It is therefore an object of the present invention to begin with mentioned methods and the degassing extruder further form that an automatic regulation of the mass flow is guaranteed, the optimal mass flow of the conveyor ensures good with pulsation-free pressure.

This object is achieved by the method described in claim 1 ren solved, which is characterized according to the invention in that  the pressure in the outlet cylinder measured and as a manipulated variable for the Annular gap setting is processed. If one is exceeded certain predetermined pressure in the outlet cylinder there The measuring point is the gap width or the flow cross-section wrestles so that the amount of extrudate is also reduced. The minimization of the gap cross-section adjustment lasts so long until the pressure has reached the desired level. Shows up a negative pressure at the same measuring point, for example because of the outlet area is empty, the passage cross section of the gap is ver increases so that the delivery rate increases, increasing the is carried out until the set pressure is reached is.

The screw conveyor is preferably used to set the annular gap axially shifted. Since there are none in the area of the adjusting elements If sealing problems occur, this solution is constructive cheaper than a throttle ring movement in the cylinder.

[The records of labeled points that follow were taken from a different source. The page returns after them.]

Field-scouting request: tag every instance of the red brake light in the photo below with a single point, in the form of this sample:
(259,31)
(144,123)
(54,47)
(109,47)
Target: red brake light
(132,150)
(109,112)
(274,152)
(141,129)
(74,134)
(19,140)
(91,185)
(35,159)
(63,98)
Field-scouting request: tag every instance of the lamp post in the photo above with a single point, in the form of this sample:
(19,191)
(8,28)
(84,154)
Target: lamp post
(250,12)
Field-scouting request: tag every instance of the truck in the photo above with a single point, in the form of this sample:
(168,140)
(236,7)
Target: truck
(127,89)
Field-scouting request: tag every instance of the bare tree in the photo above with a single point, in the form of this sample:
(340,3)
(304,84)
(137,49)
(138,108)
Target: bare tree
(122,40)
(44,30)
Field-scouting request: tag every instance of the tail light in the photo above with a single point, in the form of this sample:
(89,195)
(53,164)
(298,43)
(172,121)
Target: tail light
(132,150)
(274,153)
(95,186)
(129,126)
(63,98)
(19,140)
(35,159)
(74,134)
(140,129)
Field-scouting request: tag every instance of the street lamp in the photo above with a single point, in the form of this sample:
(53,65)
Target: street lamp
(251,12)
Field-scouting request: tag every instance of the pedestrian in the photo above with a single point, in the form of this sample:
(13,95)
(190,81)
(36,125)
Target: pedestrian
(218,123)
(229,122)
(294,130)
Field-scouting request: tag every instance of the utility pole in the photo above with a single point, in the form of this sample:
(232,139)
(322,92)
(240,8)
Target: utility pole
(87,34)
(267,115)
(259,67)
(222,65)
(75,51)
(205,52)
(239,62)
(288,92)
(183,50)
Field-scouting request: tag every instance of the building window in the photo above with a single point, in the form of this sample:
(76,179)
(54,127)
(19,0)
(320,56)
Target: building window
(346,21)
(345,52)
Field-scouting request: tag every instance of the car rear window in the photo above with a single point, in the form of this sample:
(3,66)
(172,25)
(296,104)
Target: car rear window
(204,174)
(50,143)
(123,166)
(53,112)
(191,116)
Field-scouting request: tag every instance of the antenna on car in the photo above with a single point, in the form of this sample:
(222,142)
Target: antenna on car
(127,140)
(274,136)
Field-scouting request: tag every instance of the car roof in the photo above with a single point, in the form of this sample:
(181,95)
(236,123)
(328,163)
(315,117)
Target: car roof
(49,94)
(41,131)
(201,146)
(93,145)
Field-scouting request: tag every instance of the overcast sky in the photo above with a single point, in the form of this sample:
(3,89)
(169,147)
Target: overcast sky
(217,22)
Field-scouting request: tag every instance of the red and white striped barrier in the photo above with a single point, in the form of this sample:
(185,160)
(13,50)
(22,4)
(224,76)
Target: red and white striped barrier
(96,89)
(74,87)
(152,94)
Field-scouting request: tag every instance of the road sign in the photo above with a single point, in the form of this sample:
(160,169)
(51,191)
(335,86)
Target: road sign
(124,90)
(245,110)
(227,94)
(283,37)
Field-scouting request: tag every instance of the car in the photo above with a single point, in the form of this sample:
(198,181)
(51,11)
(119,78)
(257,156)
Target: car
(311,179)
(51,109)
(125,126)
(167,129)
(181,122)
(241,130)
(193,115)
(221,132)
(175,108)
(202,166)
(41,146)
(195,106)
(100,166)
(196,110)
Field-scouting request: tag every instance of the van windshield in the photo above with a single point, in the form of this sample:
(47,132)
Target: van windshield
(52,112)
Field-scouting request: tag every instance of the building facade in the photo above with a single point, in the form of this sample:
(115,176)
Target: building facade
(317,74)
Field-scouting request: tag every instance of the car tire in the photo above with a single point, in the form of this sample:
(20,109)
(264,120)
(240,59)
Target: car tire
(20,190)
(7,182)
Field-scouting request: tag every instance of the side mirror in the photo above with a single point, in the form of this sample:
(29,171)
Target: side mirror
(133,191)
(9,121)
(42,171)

In terms of device technology, the task is achieved by degassing Extruder solved according to claim 3, which by a pressure measurement Direction in the exhaust cylinder is marked, which has a Control unit with the actuator for changing the ring column setting is connected.

According to a further embodiment of the invention, the cylin the diameter and the coordinated screw conveyor knife in the outlet cylinder larger than in the inlet cylinder, whereby the axially displaceable screw conveyor in the throttle area tapered conical or cylindrical to the inlet cylinder has a bunch of snails. The first measure ensures that the worm "to the front" without disassembling the cylinder can be pulled. In particular, a conical screw collar serves to improve the material flow in the throttle area. A further improvement of the regulation results if the Auger cone or barrel from a sleeve cone or  -cylinder is formed to form the said annular gap. The screw conveyor is preferably hydraulic or by means of of a spindle or screw drive is moved by a motor.

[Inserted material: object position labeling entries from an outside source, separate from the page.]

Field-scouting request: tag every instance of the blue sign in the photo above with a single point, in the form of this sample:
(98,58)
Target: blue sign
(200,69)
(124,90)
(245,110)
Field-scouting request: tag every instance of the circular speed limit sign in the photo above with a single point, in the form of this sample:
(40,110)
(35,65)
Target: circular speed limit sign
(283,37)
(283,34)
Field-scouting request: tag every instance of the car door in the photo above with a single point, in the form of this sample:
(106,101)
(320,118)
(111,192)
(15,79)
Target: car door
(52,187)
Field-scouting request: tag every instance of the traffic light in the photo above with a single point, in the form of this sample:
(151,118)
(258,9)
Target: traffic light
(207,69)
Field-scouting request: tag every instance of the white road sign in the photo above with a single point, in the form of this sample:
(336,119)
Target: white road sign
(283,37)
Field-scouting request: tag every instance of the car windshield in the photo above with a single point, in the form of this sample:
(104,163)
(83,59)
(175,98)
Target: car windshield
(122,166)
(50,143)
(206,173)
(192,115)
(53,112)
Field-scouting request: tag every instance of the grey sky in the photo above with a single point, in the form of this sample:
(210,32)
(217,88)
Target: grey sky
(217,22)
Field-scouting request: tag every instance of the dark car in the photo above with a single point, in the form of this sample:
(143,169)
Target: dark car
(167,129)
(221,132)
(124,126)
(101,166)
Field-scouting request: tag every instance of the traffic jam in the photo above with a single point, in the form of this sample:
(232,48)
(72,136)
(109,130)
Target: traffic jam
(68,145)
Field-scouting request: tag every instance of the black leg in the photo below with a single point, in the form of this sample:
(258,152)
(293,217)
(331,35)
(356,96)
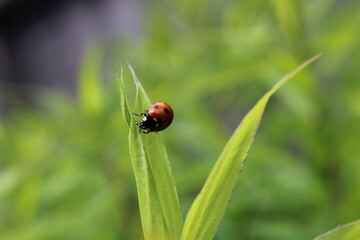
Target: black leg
(139,115)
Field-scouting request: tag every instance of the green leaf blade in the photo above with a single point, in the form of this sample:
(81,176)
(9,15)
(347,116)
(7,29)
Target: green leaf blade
(124,102)
(151,217)
(158,164)
(209,207)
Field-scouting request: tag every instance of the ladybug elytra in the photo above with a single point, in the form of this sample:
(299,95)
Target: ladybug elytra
(158,117)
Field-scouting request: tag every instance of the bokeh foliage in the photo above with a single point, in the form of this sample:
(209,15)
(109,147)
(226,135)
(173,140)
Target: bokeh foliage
(64,166)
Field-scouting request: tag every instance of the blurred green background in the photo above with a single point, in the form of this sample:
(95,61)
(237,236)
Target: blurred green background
(65,171)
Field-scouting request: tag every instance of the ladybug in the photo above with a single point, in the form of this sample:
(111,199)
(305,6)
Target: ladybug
(158,117)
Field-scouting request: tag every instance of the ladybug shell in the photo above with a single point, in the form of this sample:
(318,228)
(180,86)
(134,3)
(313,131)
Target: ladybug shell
(163,115)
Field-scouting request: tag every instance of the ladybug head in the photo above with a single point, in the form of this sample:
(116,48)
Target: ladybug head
(147,124)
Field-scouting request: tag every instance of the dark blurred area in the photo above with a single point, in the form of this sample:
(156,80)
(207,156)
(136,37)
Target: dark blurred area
(42,42)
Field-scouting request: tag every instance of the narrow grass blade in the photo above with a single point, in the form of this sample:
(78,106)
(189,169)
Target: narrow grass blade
(150,212)
(124,104)
(151,216)
(349,231)
(161,171)
(208,208)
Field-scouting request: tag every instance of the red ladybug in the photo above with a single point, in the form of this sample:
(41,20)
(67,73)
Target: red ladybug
(158,117)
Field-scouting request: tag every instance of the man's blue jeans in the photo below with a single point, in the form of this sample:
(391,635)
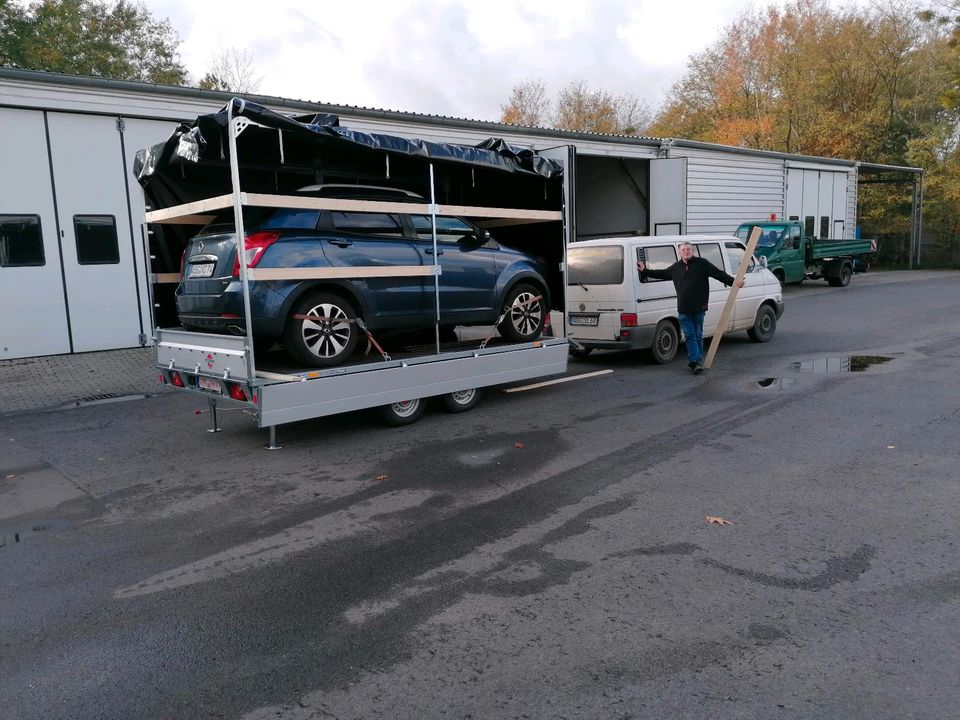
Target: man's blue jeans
(692,326)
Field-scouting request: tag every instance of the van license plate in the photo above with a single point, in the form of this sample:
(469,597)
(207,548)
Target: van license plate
(202,270)
(210,385)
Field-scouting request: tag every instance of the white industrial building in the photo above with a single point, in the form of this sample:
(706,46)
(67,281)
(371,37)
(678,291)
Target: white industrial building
(75,277)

Are the sleeve cone or cylinder and the conical or cylindrical screw collar interchangeably attached, preferably each consisting of two ring or shell halves these parts can be easily replaced, for example after yours Wear.

Embodiments of the invention are shown in the drawings posed. It shows

Fig. 1 is a longitudinal cross-sectional view through a Ent gasification extruder and

Fig. 2 is a partial view in the throttle area in a modified embodiment.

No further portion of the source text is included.